Inland and coastal peat differ greatly in their age, where coastal peat formed during the mid Holocene, about 8,000 years before present (YBP). Inland peat formed much earlier during the Late Pleistocene, more than 26,000 YBP. Coastal peat formation is highly affected by the sea level rise with strong accumulation around 8,000-4,000 YBP when El Niño is less intense. Because the Sunda Shelf is tectonically stable, the sea level change in this area is only affected by the eustatic sea level, and during the glacial period the Karimata Strait dried, causing Asian Peninsula, Sumatra, Borneo and Java to become connected. After the Last Glacial Maximum, this coastline moved inland as the ice sheet melted and finally reached the level of modern coastline around 8,500 YBP.

Inland peat formation is highly affected by climate with little or no effect of sea level rise because it located around 15–20 m above sea level, where the most recent record of higher sea level was 125,000 YBP when the sea level was 6 m above the modern level. Peat cores from Sebangau, South Kalimantan show a slow growth of 0.04 mm/y around 13,000 YBP when the climate was colder, then accelerated to 2.55mm/y around 9,900 YBP in warmer Early Holocene, then slower again to 0.23–0.15 mm/y during intense El Niño. A similar pattern is observed in cores from Sentarum, West Kalimantan, where the peat shows slower growth, which was caused by a drier climate during Heinrich Event I and the emergence of El Niño.

It has long been assumed that the peat underlying tropical peat swamp forests accumulates because the extreme conditions (waterlogged, nutrient poor, anaerobic and acidic) impede microbial activity. Studies in a tropical Malaysian peat swamp (North Selangor peat swamp forest) show that although the sclerophyllous, toxic leaves of endemic peat-forest plants (Macaranga pruinosa, Campnosperma coriaceum, Pandanus atrocarpus, Stenochlaena palustris) were barely decomposed by bacteria and fungi, the leaves of M. tanarius, another plant species, were almost completely decomposed after one year.
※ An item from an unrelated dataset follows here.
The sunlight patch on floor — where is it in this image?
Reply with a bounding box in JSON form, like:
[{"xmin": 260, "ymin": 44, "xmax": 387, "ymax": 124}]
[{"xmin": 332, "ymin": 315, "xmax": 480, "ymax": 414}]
Thus it is intrinsic properties of the leaves (that are adaptations to deter herbivory in the nutrient poor environment) that impede microbial breakdown.

== Ecology ==
Peat swamp forests are unusual ecosystems, with trees reaching as high in 70 m in South East Asia—vastly different from the peatlands of the north temperate and boreal zones (which are dominated by Sphagnum mosses, grasses, sedges and shrubs). The spongy, unstable, waterlogged, anaerobic beds of peat can be up to 20 m deep with low pH (pH 2.9 – 4) and low nutrients, and the forest floor is seasonally flooded. The water is stained dark brown by the tannins that leach from the fallen leaves and peat – hence the name blackwater swamps. During the dry season, the peat remains waterlogged, and pools remain among the trees. Water level on the peat is usually 20 cm below the surface. During a severe El Nino, the water level might drop to 40 cm below the surface and increase the risk of forest fire.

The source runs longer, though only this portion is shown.